Second Algorithm Solution to Readers-Writer

Question

I'm having a really hard time understanding the Second Algorithm to the Readers-Writers problem. I understand the general concept, that the writers will get priority over the readers (readers can starve). I even understand the conditional variable implementation of this algorithm Reader/Writer Locks in C++. However, the semaphore & mutex implementation makes no sense to me. This is an example from Wikipedia:

int readcount, writecount; (initial value = 0)
semaphore mutex 1, mutex 2, mutex 3, w, r ; (initial value = 1)

READER
  P(mutex 3);
    P(r);
      P(mutex 1);
        readcount := readcount + 1;
        if readcount = 1 then P(w);
      V(mutex 1);
    V(r);
  V(mutex 3);

  reading is done

  P(mutex 1);
    readcount := readcount - 1;
    if readcount = 0 then V(w);
  V(mutex 1);


WRITER
    P(mutex 2);
      writecount := writecount + 1;
      if writecount = 1 then P(r);
    V(mutex 2);

  P(w);
    writing is performed
  V(w);

  P(mutex 2);
    writecount := writecount - 1;
    if writecount = 0 then V(r);
  V(mutex 2);

[http://en.wikipedia.org/wiki/Readers-writers_problem][2]

I don't understand what the three semaphores (mutex 3, r, and mutex 1) are for in the reader lock. Isn't one semaphore enough for the readcount?

Answer 1

mutex 1 protects the readcount variable; mutext 2 protects writecount variable; mutex r protects the reading operations and mutext w protects the writing operations.

1) Let's suppose a writer comes in:

Signals mutex 2 and increments writercount to account for the extra writer (itself) Since it is the only process that can change writercount (as it is holding mutex 2), it can safely test whether it is the only writer (writercount==1), if true, it signals mutex r to protect readers from coming in -- other writers (writercount > 1) can enjoy the mutex rbeing signaled already.

The writer then signals mutex w to protect its changes from other (concurrent) writers.

Last writer (writecount==1) releases mutex r to let readers perform their tasks.

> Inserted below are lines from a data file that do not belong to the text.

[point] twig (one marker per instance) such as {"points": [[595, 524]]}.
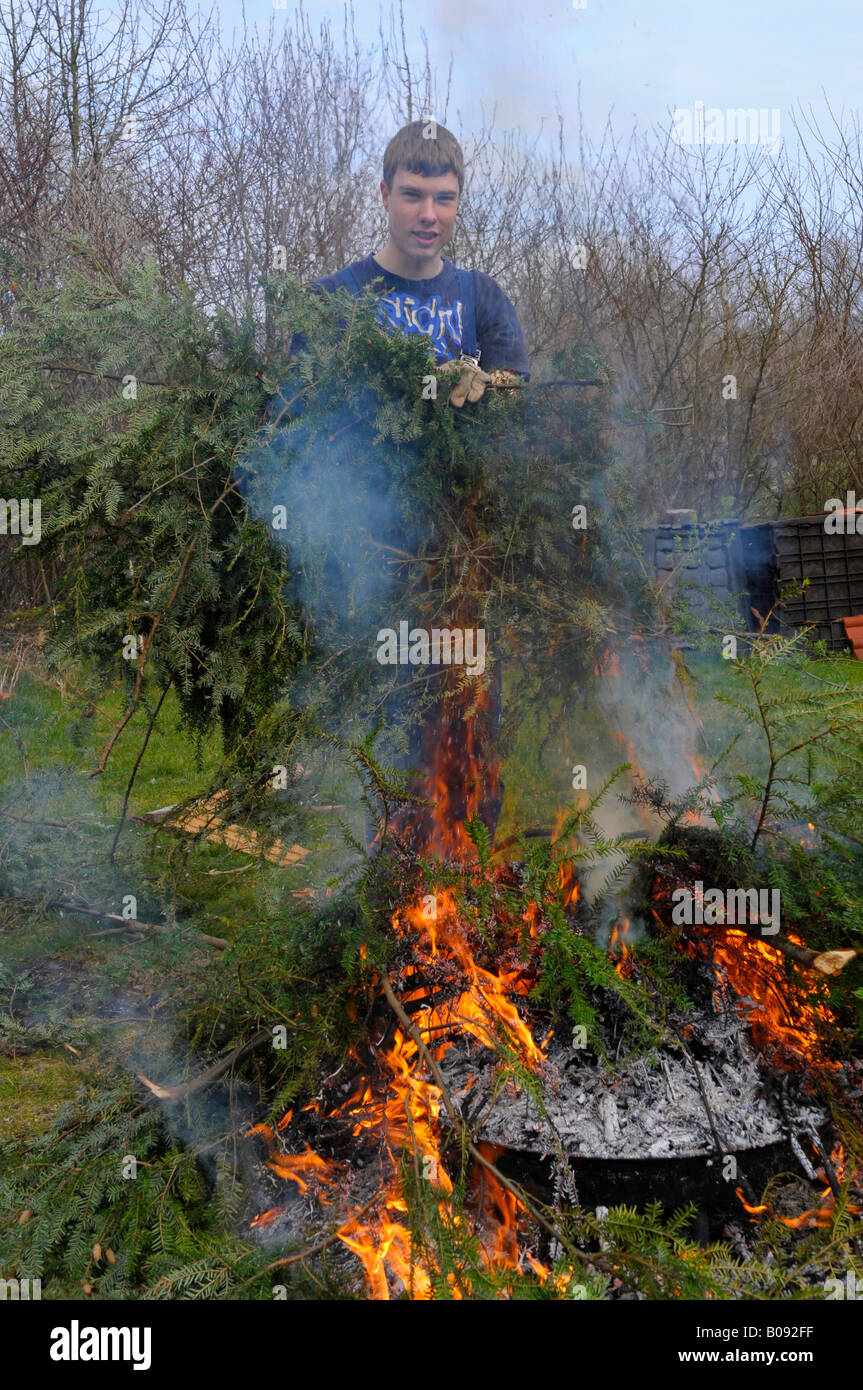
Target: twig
{"points": [[134, 773], [200, 1083], [134, 925]]}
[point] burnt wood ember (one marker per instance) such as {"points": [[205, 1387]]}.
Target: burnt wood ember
{"points": [[639, 1112]]}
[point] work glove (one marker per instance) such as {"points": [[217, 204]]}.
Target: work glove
{"points": [[471, 381]]}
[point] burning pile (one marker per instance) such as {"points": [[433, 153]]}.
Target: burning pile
{"points": [[450, 987], [459, 1036]]}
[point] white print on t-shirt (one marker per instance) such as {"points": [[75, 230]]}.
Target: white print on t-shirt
{"points": [[432, 317]]}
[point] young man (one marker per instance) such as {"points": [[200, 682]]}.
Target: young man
{"points": [[467, 317]]}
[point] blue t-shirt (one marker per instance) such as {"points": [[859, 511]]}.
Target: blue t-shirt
{"points": [[434, 307]]}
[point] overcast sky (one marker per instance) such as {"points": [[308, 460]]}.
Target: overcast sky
{"points": [[638, 57]]}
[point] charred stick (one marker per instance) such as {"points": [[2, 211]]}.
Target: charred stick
{"points": [[459, 1123], [721, 1147], [827, 962]]}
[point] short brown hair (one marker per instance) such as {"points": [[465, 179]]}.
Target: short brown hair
{"points": [[424, 148]]}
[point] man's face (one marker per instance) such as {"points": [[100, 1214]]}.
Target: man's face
{"points": [[421, 213]]}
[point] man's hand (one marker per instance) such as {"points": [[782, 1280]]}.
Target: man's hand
{"points": [[471, 381]]}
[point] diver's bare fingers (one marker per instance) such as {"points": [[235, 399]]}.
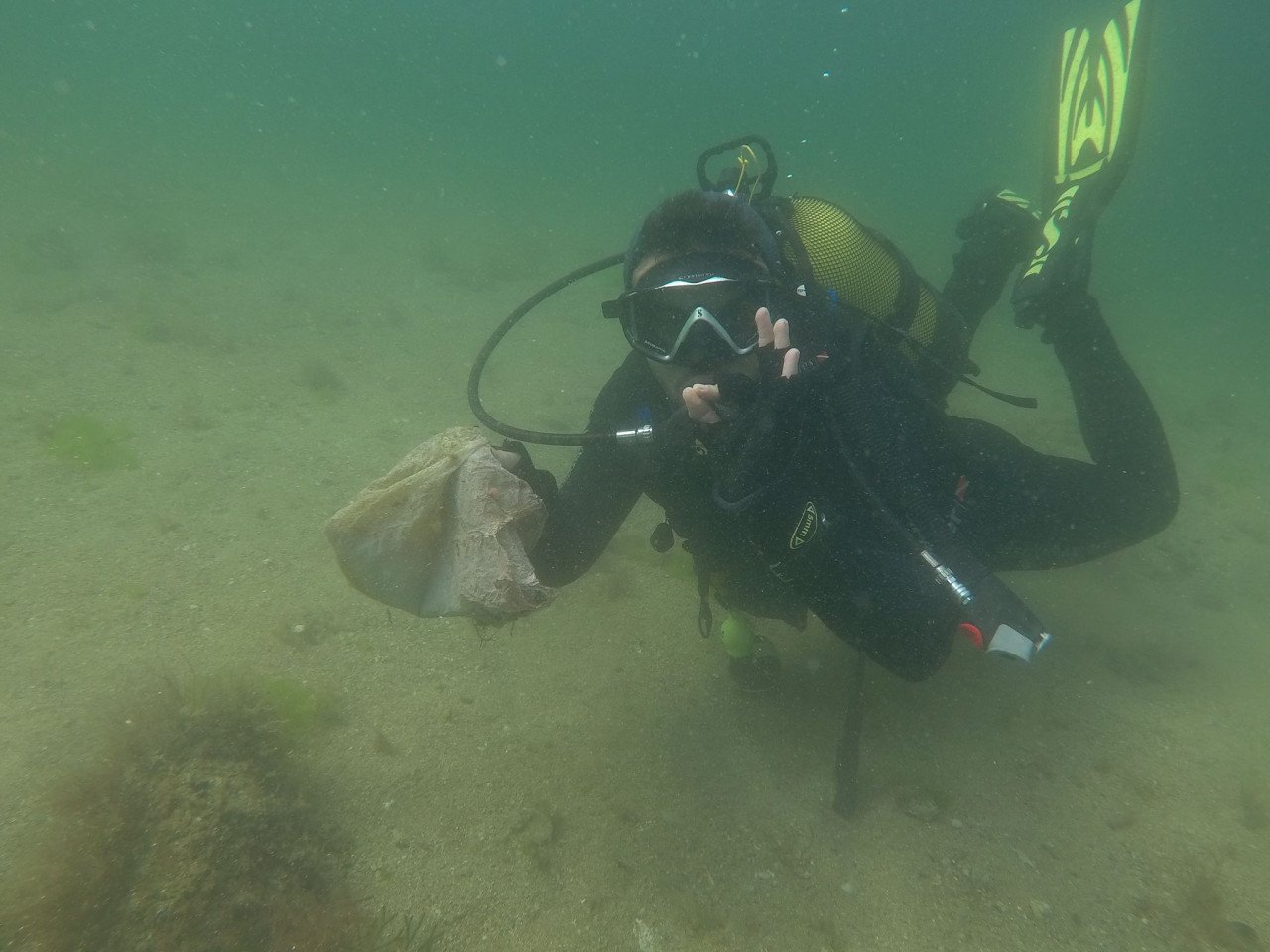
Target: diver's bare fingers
{"points": [[790, 365], [781, 334], [763, 324], [699, 402]]}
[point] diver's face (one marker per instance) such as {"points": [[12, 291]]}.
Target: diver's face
{"points": [[675, 377]]}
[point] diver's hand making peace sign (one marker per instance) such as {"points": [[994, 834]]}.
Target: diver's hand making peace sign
{"points": [[775, 354]]}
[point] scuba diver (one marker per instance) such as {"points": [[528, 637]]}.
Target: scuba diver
{"points": [[784, 402]]}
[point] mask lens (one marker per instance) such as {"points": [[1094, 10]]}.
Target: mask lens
{"points": [[661, 318]]}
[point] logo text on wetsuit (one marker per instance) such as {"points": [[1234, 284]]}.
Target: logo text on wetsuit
{"points": [[806, 526]]}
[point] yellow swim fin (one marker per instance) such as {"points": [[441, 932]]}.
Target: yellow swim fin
{"points": [[1098, 98]]}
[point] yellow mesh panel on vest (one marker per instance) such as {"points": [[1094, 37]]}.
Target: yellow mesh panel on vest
{"points": [[864, 272]]}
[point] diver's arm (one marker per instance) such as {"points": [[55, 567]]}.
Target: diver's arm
{"points": [[606, 481], [1026, 509]]}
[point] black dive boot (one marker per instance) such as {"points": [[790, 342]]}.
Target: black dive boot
{"points": [[997, 236]]}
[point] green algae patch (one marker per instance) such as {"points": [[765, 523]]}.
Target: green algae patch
{"points": [[85, 442], [300, 708]]}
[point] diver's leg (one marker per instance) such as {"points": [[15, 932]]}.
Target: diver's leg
{"points": [[1118, 421]]}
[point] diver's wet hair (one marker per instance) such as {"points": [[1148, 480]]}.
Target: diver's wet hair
{"points": [[702, 221]]}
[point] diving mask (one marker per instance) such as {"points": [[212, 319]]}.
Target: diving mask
{"points": [[697, 309]]}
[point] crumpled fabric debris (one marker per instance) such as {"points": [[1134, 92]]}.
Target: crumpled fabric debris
{"points": [[444, 532]]}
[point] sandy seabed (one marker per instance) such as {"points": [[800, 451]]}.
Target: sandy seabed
{"points": [[590, 777]]}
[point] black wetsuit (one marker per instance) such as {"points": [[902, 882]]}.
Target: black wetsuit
{"points": [[959, 480]]}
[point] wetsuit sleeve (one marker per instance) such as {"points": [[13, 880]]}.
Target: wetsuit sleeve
{"points": [[1025, 509], [606, 481]]}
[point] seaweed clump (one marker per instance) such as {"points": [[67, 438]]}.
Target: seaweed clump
{"points": [[89, 443], [197, 833]]}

2) Let's suppose a reader comes in:

Signals mutex 3 to protect the readers' setup logic from other readers; then signals mutex r to protect from other writers (remember, r is signaled while writers are operating); then signals mutex 1 to protect readcount (from other readers that might be exiting) and if it is the first reader (readercount == 1), signals mutex w to protect from writers (now excludes writers from performing their operations).

Reading can be done parallel, so no protection is needed from other readers while reading (remember, mutex w is being held at this point, so no intereference from writers)

Then the last reader resets the write mutex (w) to allow writers.

---

The trick that prevents writer starvation is that writers pose as readers (when signaling mutex p), so have a good chance of getting scheduled even when there are many readers. Also, mutex 3 prevents too many readers from waiting on mutex r, so writers have a good chance to signal r when they come.

Answer 2

Have a look at Concurrent Control with "Readers" and "Writers" by P.J. Courtois, F. Heymans, and D.L. Parnas, which is the reference for the code at Wikipedia. It explains why are all the mutexes needed.